There are also questions about the ethics of not letting the deceased, well, rest in peace. It’s more of an emotional instinct than a material reality, but when I see these kinds of tributes, I often notice an icky feeling that some of these people are still being put to work. This dredges up other questions about star exploitation for profit, even in death.
You can make a computer-generated star behave however you like, which might be a dream for industry execs, but a nightmare for the stars themselves. Actor Susan Sarandon is one of many who have spoken out against this practice, warning that AI could make her “say and do things I have no choice about”. While surviving family members might be able to weigh in, there’s no way to really say whether the person in question would have consented to being puppeted like this at a concert. Ozzy Osbourne, in particular, was supposed to be the Prince of Darkness – something tells me he wouldn’t have chosen to be memorialised as beaming in the clouds, brandishing a selfie stick. Singers like Whitney Houston and Aaliyah, who are both included in the video, also had extremely traumatic and exploitative experiences in the industry, which arguably contributed to their premature deaths. Shouldn’t they be allowed to rest?
Meanwhile, it could be argued that including Michael Jackson, who died in 2009, is essentially giving him a renewed platform. This would undoubtedly bring up extremely complicated feelings for those who have accused him of sexual abuse, and face the ongoing trauma of seeing Jackson’s image resurrected and celebrated through posthumous cash cows such as MJ the Musical.
You can’t help but think that Stewart, and whichever staff were involved in the video, didn’t turn over any of these emotional or ethical questions when they whipped it up (which could have taken a couple of minutes, by the way).
Which leads me to my stance on the dreaded AI debate: since it seems impossible to thwart the proliferation of these tools, we might as well get to work on educating ourselves on them.
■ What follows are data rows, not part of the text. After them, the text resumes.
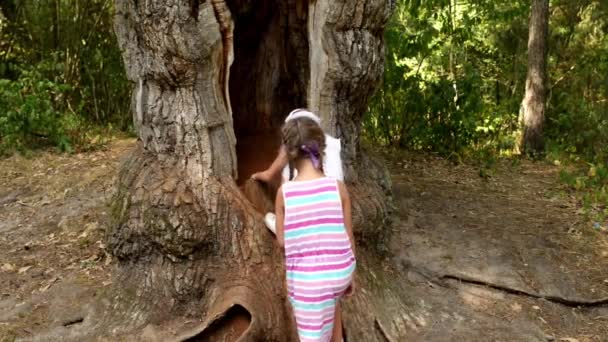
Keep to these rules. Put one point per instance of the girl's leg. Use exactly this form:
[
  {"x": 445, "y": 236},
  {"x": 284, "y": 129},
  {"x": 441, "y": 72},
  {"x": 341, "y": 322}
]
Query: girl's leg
[{"x": 337, "y": 332}]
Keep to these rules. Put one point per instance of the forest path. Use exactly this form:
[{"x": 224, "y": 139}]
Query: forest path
[{"x": 474, "y": 254}]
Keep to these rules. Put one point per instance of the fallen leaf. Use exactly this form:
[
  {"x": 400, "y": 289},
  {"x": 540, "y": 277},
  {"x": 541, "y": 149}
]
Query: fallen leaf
[
  {"x": 516, "y": 307},
  {"x": 47, "y": 286},
  {"x": 24, "y": 269},
  {"x": 8, "y": 267}
]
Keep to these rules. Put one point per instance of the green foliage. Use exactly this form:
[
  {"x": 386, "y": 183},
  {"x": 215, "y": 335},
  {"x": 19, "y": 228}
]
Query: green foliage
[
  {"x": 455, "y": 77},
  {"x": 30, "y": 113},
  {"x": 62, "y": 78}
]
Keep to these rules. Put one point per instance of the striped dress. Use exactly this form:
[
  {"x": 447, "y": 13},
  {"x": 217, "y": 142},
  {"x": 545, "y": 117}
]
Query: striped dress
[{"x": 318, "y": 256}]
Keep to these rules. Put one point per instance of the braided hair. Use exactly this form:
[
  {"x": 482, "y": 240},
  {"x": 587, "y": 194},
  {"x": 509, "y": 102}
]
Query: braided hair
[{"x": 303, "y": 138}]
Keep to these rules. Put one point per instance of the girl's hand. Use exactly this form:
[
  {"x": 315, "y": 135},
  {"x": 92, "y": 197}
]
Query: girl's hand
[{"x": 351, "y": 289}]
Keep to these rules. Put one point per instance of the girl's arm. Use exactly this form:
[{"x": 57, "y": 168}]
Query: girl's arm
[
  {"x": 273, "y": 172},
  {"x": 347, "y": 212},
  {"x": 279, "y": 210}
]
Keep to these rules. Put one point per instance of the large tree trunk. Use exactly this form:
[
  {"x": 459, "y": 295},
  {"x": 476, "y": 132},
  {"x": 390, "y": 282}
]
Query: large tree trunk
[
  {"x": 213, "y": 82},
  {"x": 535, "y": 99}
]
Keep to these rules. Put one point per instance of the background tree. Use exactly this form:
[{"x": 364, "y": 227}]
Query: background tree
[{"x": 533, "y": 106}]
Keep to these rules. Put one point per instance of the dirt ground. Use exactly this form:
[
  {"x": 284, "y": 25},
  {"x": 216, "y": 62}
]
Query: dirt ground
[{"x": 507, "y": 257}]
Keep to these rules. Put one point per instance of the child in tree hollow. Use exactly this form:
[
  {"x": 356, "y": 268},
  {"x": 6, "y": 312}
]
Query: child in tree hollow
[
  {"x": 332, "y": 163},
  {"x": 314, "y": 226}
]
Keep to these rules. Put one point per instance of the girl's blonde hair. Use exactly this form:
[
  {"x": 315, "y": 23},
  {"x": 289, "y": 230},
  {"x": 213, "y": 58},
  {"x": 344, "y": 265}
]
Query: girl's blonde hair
[{"x": 303, "y": 138}]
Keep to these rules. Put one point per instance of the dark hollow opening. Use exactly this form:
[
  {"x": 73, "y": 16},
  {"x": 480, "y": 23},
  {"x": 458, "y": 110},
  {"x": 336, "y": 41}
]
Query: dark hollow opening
[
  {"x": 268, "y": 77},
  {"x": 229, "y": 328}
]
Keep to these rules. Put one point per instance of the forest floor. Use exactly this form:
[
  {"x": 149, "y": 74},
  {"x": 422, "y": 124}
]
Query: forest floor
[{"x": 507, "y": 257}]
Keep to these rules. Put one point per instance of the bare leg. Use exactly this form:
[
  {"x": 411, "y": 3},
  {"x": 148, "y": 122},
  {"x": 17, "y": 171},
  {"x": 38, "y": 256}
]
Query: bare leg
[
  {"x": 274, "y": 171},
  {"x": 337, "y": 333}
]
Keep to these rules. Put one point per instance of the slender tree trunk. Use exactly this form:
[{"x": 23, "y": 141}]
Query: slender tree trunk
[
  {"x": 213, "y": 82},
  {"x": 533, "y": 105}
]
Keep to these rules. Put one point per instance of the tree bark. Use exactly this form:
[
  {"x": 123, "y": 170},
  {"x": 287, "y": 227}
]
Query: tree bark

By this, I mean engaging with the social, economic and moral considerations that come with AI use, and remembering to use it with restraint. While you might assume that these kinds of interventions should be aimed at younger generations, I think Stewart’s recent hiccup signals that everyone needs to be involved in discussions, no matter how complex they are, about one of the most important issues of our times.